The 2015 TED Talk was one of the first public addresses Lewinsky had given in nearly a decade. She had gone dark in the early 2000s and had been quietly living her life out of the public eye, to whatever extent the media allowed her. She earned a master’s in social psychology from the London School of Economics in 2007. In The Ted Interview, a podcast follow-up to her TED Talk, Lewinsky recounted that these years were, in many ways, more difficult than 1998, when she was under intense legal and public pressure. She had more time to sit and dwell on what happened, she had trouble finding work, and she was dealing with PTSD from the fallout of the scandal. Her friends were able to move on with their lives. She was stuck in 1998.

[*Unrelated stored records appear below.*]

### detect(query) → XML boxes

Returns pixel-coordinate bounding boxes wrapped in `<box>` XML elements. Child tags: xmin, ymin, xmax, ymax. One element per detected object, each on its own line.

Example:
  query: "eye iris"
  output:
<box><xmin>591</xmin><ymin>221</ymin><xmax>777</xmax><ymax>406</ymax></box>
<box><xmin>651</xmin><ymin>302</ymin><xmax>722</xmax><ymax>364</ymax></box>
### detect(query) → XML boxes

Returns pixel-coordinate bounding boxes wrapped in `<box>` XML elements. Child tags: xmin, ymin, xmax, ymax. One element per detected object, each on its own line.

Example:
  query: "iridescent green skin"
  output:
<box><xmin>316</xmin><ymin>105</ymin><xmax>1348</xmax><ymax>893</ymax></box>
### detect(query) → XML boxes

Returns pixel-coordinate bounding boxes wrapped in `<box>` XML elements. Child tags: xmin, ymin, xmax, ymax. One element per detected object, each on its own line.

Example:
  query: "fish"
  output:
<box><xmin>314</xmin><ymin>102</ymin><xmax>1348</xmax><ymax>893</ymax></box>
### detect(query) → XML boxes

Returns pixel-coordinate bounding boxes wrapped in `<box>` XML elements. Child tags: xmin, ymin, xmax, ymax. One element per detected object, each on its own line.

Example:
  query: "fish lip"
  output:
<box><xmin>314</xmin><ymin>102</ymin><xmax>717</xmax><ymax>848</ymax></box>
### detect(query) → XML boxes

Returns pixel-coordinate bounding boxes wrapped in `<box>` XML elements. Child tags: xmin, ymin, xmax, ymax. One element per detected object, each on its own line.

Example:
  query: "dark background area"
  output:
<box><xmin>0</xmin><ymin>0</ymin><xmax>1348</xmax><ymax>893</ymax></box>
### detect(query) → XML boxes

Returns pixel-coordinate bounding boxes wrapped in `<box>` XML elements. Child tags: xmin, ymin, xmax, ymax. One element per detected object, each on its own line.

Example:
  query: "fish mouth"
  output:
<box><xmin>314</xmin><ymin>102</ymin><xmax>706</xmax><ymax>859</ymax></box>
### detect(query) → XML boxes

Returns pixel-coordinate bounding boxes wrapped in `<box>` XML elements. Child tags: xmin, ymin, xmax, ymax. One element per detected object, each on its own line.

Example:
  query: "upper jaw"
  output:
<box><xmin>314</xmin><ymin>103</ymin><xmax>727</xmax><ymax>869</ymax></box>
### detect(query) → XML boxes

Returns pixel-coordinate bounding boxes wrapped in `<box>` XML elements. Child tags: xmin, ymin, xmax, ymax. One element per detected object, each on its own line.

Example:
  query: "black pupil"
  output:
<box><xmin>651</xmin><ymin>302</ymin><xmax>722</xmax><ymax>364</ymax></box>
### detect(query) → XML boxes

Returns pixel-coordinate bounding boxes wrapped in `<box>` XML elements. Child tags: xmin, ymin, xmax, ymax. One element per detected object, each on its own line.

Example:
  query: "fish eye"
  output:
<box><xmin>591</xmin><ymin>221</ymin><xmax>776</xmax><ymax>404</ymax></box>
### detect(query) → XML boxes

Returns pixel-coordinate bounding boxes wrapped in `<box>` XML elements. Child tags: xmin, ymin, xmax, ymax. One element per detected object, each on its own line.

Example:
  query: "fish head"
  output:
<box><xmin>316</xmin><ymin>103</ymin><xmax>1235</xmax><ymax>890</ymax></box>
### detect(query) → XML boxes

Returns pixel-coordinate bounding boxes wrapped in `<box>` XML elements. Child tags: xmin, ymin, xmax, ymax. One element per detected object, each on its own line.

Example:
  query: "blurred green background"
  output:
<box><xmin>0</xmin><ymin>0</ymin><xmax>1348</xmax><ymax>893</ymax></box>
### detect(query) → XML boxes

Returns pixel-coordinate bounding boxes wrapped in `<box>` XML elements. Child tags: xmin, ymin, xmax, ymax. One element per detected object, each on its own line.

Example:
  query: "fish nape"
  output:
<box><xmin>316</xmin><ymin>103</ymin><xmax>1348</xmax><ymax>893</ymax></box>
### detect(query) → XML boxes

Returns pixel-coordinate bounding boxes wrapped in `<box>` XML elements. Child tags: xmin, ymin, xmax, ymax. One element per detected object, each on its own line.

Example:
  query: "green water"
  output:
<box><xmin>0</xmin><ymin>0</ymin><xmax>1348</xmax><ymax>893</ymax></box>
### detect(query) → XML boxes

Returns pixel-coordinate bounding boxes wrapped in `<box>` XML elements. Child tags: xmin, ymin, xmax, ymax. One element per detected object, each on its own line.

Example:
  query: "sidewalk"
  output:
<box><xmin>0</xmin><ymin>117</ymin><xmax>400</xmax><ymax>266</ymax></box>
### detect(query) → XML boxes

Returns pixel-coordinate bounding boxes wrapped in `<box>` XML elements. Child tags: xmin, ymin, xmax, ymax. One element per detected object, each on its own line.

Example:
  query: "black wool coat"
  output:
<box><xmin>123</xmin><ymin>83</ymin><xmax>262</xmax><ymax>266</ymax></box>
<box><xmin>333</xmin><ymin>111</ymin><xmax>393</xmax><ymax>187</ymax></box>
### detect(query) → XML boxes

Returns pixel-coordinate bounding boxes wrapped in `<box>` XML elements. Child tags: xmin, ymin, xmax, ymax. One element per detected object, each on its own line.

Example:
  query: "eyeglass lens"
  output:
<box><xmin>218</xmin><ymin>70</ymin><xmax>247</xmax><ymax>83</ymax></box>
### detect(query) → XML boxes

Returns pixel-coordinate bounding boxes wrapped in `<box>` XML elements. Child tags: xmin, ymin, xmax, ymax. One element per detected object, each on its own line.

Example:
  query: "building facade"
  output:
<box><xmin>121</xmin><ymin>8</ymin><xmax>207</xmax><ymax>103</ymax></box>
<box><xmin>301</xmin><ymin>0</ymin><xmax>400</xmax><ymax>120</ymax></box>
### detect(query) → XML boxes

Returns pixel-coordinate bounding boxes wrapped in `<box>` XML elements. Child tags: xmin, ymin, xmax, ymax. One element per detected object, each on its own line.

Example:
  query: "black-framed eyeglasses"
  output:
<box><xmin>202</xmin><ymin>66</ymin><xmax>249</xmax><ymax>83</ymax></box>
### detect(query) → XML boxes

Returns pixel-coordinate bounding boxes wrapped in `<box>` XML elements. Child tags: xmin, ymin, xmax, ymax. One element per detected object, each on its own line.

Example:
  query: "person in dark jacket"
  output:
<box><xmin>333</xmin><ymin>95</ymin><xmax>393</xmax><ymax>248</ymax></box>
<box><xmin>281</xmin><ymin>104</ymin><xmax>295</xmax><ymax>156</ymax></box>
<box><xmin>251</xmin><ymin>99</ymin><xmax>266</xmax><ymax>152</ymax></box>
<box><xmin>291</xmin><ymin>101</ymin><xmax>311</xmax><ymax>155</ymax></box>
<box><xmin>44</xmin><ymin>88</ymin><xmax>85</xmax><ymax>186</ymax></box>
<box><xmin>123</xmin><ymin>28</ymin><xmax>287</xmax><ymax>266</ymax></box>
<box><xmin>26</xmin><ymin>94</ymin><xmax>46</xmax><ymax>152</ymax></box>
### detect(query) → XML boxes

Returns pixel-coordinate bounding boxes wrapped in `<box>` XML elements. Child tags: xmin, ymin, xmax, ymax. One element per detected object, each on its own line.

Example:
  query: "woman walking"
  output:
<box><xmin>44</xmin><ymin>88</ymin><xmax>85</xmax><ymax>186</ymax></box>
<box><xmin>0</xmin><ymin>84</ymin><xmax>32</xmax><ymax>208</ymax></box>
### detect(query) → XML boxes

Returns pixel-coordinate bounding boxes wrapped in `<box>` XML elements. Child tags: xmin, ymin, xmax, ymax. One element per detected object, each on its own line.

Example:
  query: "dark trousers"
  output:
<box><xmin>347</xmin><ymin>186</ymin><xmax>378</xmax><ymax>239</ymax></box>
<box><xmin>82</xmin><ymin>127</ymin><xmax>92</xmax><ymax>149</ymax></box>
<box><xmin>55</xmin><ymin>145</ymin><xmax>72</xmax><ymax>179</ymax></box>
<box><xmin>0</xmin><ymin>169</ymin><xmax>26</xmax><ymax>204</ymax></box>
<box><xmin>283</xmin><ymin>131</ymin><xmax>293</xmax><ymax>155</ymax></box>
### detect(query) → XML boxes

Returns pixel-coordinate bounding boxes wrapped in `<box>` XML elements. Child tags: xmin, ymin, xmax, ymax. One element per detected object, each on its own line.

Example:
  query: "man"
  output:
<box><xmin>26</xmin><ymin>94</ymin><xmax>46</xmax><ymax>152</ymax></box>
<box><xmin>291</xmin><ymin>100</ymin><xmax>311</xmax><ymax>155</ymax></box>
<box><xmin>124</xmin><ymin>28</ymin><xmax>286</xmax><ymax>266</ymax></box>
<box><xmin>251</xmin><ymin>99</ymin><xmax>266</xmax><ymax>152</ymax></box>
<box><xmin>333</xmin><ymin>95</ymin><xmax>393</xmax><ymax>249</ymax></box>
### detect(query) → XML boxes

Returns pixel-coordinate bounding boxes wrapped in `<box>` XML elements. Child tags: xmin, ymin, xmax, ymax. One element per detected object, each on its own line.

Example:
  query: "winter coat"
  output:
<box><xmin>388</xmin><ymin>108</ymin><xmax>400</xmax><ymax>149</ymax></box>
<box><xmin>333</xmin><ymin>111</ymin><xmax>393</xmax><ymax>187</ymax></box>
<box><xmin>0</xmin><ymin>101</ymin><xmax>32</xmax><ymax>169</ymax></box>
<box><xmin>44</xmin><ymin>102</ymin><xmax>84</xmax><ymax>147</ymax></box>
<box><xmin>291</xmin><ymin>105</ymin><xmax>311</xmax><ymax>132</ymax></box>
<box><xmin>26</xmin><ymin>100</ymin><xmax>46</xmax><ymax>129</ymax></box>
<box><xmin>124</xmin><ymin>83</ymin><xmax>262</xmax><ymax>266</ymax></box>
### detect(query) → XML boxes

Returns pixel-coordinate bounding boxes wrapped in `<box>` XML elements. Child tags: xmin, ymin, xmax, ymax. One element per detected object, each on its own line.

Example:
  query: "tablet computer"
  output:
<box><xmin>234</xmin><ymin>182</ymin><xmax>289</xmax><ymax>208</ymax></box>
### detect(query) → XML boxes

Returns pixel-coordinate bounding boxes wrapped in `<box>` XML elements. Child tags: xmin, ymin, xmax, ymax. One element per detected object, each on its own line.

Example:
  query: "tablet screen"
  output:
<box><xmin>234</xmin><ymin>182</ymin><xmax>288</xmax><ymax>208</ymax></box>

In a 2014 Vanity Fair essay, Lewinsky explained that in a job interview during Hillary Clinton’s 2008 presidential run, a potential employer told her she’d need to get a letter of indemnification from the Clintons because there was a “25 percent chance that Mrs. Clinton will be the next president.” Given the Clintons’ penchant for hiring private investigators to smear opponents, including women making claims against Bill, and the general scorched-earth tactics they tended to employ against foes both real and imagined, the sense of intimidation is easy to understand. Around the same time, Clinton was pulling in six figures a pop for speeches in front of fawning audiences who didn’t want to bring up his scandals and wouldn’t dare if they did.
During these years, the internet was growing. Social media was becoming a more prominent platform and was increasingly used as a tool for public shame. If anyone could understand this phenomenon, and empathize with its targets, it was Lewinsky. “When this happened to me 17 years ago, there was no name for it: Today, we call it online harassment,” Lewinsky said during her 2015 TED Talk. “I was Patient Zero of losing a personal reputation on a global scale almost instantly.”
The way our society treats people who we believe deserve shame is often brutal, but when the mob came for Lewinsky in 1998, it was barbaric, and its methods unprecedented.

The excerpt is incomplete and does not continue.